Stewart is a fitting choice for the role, and not merely because she’s a captivating performer. Just as Diana is dismissed by her fellow royals — most scathingly by her husband (Jack Farthing) — Stewart is still occasionally brushed aside by some viewers. For those moviegoers who didn’t see the likes of “Personal Shopper,” “Lizzie” and “Clouds of Sils Maria,” she is still primarily recognizable as the starlet who carried the “Twilight” films. Underseasoned and saddled with an awful character in that franchise, Stewart has since managed to complete a full career’s worth of development in plain sight — and already carrying the burden of stardom. In Diana, she’s proving herself by playing a struggle she’s already endured.

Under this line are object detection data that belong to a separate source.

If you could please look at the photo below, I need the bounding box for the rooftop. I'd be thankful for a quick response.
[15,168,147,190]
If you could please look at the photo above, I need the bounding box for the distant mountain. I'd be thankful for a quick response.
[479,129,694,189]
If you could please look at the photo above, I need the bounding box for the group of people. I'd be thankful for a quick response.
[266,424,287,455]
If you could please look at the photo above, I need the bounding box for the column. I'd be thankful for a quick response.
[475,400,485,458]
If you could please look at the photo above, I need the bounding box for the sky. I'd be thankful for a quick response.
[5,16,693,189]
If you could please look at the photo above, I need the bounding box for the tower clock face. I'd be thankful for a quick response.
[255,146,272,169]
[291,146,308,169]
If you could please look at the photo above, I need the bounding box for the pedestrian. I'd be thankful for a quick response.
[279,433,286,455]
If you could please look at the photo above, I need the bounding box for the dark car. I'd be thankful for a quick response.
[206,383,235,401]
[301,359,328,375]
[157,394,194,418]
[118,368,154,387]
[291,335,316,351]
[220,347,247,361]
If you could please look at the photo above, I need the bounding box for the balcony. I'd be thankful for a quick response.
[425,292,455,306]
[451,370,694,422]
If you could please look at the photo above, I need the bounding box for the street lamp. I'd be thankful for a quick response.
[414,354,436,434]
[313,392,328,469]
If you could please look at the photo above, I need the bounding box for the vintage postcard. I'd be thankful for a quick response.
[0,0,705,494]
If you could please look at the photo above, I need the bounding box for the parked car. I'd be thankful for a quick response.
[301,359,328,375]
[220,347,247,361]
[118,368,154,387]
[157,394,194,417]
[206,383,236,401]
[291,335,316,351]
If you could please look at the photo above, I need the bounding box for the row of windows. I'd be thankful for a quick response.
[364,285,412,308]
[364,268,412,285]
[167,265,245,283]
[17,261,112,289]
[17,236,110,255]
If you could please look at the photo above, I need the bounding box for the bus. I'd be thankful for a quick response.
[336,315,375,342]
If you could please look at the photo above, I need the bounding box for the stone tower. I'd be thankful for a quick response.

She’s the main attraction, but Larraín is more than ready to meet her level of power. He turns a royal estate into a winter prison in the mode of the Overlook Hotel from “The Shining,” trading Kubrick’s whispering ghosts for chattering servants who might as well be. (One literal ghost may or may not be present, but I’ll leave that for you to discover.)
Diana’s fate hangs over the film; it’s not depicted here, nor does it need to be. We know what happened. This is not one of those films that hangs signposts on a historic life; rather, it’s the rare film that depicts a highly public existence as it actually was, illustrating the unbearable minutiae rather than the symbol-rich anecdotes. In doing so, it leaves nearly every prominent biopic in the dust.
My Rating: 10/10
“Spencer” is now playing in theaters.